In A Midsummer Night’s Dream, the Wordle for the first 100 lines reveals that the issues at stake are all about people and how they relate to each other:
Several names feature prominently: Demetrius, Lysander, Hermia — and many of the other large words describe relationships: father, child, wed, marry, love. Right from the start, this play is a tangled mess of who relates to whom (and who would like to). I’m also intrigued by the relatively large size of the word “may” — a word that could mean so many things. In this scene, I believe it refers both to permission and to possibility — what Hermia may do, as allowed by her father, the duke, and Athenian law, and what may happen in the future, whether she obeys those rulings or not.

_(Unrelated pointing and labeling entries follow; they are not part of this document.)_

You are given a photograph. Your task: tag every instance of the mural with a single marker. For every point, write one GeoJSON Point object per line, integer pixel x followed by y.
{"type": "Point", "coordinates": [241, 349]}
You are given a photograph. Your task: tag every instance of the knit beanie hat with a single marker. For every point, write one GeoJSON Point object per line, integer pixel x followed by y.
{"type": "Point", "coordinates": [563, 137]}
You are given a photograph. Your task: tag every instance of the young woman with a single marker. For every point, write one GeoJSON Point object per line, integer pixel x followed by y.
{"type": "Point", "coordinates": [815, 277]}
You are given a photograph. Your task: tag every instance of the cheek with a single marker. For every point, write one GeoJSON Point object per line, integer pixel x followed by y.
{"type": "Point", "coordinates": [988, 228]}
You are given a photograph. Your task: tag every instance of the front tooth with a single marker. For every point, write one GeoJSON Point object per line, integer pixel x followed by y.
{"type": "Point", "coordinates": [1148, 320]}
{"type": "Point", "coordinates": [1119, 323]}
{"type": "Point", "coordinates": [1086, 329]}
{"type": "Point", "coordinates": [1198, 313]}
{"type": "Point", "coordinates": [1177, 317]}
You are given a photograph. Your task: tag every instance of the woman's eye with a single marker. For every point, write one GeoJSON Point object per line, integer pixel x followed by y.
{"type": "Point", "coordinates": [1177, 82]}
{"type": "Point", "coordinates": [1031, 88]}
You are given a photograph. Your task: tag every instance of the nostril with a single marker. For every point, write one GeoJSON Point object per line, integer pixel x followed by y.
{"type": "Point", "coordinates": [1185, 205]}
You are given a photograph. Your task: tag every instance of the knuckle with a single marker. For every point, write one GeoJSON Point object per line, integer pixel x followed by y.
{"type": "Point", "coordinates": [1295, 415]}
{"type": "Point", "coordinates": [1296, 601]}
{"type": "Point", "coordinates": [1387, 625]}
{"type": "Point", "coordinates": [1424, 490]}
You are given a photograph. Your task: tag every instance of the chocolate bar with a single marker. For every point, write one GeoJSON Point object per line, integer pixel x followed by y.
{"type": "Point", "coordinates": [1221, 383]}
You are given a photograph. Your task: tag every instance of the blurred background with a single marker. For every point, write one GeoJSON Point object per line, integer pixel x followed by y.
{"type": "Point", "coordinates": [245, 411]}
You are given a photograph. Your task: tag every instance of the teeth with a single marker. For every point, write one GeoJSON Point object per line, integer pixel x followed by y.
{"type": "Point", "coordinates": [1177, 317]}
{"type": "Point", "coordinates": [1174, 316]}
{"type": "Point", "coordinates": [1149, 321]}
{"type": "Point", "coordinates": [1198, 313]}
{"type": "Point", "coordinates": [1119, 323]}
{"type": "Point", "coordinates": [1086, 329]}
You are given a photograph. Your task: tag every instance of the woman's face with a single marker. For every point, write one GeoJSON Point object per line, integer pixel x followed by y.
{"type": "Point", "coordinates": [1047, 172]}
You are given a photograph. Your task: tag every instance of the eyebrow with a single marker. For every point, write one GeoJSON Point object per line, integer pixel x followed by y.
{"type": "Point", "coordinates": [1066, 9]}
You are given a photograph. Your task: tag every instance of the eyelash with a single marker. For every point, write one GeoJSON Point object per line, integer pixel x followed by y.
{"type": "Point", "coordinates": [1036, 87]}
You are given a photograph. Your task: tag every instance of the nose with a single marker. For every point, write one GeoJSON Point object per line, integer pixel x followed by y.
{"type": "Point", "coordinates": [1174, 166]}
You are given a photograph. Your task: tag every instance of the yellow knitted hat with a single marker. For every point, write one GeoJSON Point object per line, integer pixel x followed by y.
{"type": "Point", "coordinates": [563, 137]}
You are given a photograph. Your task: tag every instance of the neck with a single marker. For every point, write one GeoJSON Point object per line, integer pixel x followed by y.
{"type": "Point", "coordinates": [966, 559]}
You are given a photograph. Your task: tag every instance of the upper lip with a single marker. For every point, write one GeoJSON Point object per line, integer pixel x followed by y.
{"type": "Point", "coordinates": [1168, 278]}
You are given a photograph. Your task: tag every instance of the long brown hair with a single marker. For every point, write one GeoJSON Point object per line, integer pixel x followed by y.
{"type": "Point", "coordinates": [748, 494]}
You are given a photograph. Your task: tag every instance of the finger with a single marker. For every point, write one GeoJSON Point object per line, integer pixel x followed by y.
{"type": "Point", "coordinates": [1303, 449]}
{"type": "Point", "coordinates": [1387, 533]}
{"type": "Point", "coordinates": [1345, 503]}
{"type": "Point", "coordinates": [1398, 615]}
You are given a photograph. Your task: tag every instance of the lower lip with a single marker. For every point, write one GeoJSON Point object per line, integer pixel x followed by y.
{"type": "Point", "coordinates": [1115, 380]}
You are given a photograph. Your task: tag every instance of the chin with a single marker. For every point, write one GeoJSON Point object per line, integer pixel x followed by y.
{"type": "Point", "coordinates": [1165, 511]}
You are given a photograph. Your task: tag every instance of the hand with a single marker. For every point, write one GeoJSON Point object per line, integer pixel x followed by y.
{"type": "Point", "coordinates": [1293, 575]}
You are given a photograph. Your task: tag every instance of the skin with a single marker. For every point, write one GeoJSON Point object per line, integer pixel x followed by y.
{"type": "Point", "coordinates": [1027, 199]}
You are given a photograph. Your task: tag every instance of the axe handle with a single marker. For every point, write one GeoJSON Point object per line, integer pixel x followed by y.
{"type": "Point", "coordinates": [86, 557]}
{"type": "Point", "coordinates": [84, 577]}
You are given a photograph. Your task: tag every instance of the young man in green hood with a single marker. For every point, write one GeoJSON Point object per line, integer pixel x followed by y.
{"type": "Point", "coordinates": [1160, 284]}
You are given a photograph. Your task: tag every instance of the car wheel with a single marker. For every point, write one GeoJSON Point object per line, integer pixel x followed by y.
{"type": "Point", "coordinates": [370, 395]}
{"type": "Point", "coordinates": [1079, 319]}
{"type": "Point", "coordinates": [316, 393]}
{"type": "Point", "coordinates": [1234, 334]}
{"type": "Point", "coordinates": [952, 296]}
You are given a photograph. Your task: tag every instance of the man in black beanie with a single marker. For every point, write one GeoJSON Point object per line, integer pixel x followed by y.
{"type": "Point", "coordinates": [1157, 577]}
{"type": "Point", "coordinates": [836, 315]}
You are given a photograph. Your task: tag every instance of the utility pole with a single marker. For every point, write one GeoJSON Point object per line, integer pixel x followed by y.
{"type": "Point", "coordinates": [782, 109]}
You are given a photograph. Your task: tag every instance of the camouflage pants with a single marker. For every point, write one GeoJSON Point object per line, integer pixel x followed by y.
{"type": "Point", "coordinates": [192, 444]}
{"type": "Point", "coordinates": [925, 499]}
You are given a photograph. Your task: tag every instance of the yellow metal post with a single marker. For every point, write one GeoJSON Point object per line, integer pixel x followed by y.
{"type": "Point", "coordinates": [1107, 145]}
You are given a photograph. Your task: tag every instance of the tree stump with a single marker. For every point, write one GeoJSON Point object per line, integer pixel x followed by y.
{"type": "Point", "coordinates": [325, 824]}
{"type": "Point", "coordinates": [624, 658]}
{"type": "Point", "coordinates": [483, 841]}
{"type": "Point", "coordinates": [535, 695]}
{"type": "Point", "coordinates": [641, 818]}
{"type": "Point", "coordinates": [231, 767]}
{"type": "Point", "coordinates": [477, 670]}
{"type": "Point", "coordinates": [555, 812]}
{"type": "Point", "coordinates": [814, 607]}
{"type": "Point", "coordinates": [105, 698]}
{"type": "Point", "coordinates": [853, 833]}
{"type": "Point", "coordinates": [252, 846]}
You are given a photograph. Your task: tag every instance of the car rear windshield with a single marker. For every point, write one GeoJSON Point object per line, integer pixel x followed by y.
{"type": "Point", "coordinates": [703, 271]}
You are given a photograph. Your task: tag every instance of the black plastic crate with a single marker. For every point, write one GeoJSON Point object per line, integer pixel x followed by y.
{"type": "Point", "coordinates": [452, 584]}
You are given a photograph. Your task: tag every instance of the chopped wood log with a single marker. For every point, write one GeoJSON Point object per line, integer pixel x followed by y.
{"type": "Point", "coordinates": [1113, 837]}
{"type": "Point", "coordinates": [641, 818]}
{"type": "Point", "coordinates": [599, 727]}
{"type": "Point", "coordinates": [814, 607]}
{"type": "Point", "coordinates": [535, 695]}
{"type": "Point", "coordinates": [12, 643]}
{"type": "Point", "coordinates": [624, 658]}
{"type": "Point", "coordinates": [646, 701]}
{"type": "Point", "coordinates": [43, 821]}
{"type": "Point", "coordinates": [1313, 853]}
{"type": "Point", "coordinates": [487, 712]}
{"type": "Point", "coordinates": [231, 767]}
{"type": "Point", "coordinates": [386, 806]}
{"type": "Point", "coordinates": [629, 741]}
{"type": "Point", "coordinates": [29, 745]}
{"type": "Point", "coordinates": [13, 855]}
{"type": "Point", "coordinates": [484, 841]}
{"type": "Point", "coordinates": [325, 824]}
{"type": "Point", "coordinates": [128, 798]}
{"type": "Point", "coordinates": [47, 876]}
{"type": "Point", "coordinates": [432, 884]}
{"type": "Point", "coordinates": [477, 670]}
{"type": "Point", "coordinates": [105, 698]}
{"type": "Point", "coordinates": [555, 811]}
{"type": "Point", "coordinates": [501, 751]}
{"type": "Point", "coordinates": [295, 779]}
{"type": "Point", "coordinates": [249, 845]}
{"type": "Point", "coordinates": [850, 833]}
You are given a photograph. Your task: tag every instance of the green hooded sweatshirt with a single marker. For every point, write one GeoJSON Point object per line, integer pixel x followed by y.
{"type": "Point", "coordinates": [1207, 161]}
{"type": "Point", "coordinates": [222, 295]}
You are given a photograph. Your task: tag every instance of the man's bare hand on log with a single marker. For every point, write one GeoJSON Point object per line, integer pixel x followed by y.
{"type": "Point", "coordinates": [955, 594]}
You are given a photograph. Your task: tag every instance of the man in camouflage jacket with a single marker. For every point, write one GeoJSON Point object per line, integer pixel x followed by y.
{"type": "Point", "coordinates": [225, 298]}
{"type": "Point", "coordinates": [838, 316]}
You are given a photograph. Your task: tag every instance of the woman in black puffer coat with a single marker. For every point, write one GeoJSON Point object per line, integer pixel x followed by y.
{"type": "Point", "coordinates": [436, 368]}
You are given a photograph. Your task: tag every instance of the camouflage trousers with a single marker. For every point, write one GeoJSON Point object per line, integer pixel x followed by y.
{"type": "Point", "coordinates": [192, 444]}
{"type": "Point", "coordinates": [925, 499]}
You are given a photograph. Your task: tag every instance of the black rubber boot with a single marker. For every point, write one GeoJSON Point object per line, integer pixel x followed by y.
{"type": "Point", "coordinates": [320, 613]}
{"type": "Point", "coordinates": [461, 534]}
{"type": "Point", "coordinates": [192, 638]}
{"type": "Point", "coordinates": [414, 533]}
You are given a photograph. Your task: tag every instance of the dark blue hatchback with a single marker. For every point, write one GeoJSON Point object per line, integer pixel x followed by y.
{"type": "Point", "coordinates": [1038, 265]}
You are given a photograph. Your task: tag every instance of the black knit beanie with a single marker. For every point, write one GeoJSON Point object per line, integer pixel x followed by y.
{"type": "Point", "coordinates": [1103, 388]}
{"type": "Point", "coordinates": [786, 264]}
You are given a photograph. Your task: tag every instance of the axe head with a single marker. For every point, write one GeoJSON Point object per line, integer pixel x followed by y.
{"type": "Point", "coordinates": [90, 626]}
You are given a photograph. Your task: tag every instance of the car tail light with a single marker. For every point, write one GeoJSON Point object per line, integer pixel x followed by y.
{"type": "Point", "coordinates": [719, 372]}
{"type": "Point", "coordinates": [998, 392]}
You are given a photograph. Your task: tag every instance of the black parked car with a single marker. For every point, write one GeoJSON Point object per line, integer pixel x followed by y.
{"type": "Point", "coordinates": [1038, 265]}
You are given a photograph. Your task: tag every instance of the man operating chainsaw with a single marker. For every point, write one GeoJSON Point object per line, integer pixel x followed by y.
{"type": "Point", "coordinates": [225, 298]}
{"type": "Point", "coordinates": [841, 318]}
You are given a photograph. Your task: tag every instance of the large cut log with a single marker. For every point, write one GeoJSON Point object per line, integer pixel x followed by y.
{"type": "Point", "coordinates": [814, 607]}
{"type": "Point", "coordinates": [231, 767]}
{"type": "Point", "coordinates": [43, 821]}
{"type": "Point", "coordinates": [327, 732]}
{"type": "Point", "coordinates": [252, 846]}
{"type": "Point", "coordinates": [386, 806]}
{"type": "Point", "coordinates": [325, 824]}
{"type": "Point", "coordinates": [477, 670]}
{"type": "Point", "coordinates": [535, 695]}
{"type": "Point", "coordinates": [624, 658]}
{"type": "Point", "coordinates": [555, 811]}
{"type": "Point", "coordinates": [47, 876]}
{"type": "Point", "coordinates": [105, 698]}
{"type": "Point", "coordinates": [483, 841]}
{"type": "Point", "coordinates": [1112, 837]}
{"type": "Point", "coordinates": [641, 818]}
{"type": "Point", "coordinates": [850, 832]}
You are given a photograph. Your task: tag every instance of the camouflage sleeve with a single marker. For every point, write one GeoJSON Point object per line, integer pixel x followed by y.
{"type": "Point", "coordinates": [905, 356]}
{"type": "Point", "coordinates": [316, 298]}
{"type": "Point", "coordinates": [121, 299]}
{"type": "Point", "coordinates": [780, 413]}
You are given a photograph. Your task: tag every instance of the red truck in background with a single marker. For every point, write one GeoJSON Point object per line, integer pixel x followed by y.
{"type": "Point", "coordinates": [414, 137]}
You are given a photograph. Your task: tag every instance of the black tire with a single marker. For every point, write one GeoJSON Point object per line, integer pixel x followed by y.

The Henry V Wordle, by contrast, is interesting to me not for what it reveals about the play, but for what it conceals:
This is the only Wordle out of the set I’ve been working with where I wouldn’t immediately know which play it’s from just by glancing at it. No names feature prominently — a stark contrast to the three previous examples. Still, the Wordle does give you a sense of the matter at hand through the two larges words: “king” and “like.” The first 100 lines of Henry V covers both the Chorus’s prologue and about 60-odd lines of the opening conversation between the Bishops of Canterbury and Ely. Both the prologue and the dialogue concern themselves with one main topic: what is the king like? What did he used to be like, and what is he like now? Both the Chorus and the Bishops offer the audience any number of analogies and examples with florid vocabulary — the reason why there seem to be fewer larger words here than in the other Wordles. The vocabulary of the first 100 lines of Henry V is more diverse than in the other plays I’ve looked at so far.
Wordles aren’t a catch-all. They won’t always cut straight to the matter or offer particularly valuable insights, and they certainly shouldn’t become a substitute for actually studying the lines of the play and looking at the words in context. They can, however, be a useful supplementary tool, providing avenues of creative exploration. For this reason, we recommend them to teachers, to help combat ShakesFear in their students — and I recommend them as an interesting graphical toy to any readers who are always looking for new ways to play around with the text.